I just gave a basic layout of 6 string songs done in a B standard tunning which is pretty much what a 7 string is if you dont pay attention to your High E.

/smile


----------



## distressed_romeo (Feb 15, 2006)

strychnine said:


> I just gave a basic layout of 6 string songs done in a B standard tunning which is pretty much what a 7 string is if you dont pay attention to your High E.
> 
> /smile



BLASPHEMY!!!!!!


----------



## Lankles (Feb 15, 2006)

I can't match Loomis. Petrucci pretty much escapes me past A Change of Seasons. Are the previous DT albums any easier and equally seven-y? 

Are there any bands which use the full range of a 7 without demented arpeggio solos? I need to learn to arpeggiate but I know I won't if I get too frustrated.


----------



## strychnine (Feb 15, 2006)

Lankles said:


> I need to learn to arpeggiate but I know I won't if I get too frustrated.

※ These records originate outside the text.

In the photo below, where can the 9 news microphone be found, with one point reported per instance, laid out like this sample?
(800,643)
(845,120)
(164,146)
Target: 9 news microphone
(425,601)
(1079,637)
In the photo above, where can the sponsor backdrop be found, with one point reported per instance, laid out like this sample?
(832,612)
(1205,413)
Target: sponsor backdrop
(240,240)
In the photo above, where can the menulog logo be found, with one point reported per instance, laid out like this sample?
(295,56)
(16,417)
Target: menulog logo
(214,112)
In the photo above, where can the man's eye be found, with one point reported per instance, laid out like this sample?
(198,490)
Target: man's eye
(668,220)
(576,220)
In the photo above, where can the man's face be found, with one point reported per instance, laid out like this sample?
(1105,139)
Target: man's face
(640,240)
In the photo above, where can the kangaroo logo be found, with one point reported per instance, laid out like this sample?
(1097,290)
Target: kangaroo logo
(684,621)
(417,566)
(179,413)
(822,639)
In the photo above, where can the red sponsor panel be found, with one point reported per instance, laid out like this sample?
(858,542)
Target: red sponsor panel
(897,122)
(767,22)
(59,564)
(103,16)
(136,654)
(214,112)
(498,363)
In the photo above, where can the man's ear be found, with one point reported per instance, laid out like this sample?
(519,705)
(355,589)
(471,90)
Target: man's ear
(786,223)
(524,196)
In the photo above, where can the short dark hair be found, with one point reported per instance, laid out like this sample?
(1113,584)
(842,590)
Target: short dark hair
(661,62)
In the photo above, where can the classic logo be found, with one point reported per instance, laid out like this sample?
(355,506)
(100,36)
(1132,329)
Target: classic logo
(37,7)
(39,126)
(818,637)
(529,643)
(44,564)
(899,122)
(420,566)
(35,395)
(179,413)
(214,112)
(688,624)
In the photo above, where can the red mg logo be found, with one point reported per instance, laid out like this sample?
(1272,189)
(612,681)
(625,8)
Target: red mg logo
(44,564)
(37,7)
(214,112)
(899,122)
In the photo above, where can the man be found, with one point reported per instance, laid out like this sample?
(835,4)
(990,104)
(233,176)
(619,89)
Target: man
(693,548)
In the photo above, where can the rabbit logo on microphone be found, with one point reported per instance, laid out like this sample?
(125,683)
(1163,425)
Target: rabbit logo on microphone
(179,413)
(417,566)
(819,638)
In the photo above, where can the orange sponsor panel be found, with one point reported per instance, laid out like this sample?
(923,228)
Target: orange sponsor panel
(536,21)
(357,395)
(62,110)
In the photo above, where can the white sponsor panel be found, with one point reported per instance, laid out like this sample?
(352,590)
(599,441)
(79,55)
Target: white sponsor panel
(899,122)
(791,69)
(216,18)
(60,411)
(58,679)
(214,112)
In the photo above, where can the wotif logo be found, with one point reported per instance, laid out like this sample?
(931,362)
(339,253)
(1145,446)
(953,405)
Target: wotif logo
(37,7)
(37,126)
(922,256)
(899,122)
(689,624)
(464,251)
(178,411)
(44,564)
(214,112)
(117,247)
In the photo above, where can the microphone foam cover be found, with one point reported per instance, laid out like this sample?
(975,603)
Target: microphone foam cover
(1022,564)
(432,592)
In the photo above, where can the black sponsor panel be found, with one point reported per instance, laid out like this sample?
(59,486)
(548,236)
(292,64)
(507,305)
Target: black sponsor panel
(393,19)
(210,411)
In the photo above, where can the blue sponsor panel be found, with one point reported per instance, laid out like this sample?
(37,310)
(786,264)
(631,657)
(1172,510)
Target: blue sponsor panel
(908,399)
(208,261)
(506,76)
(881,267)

learn them with a 6 string first. more bands to chose from and etc and it translates the same to a 7


----------



## noodles (Feb 15, 2006)

strychnine said:


> learn them with a 6 string first. more bands to chose from and etc and it translates the same to a 7



I'm currently learning to sweep, and I'm doing it on a seven. Then again, I think the best way to learn is to start with two or three strings, and then add a string at a time as you get better.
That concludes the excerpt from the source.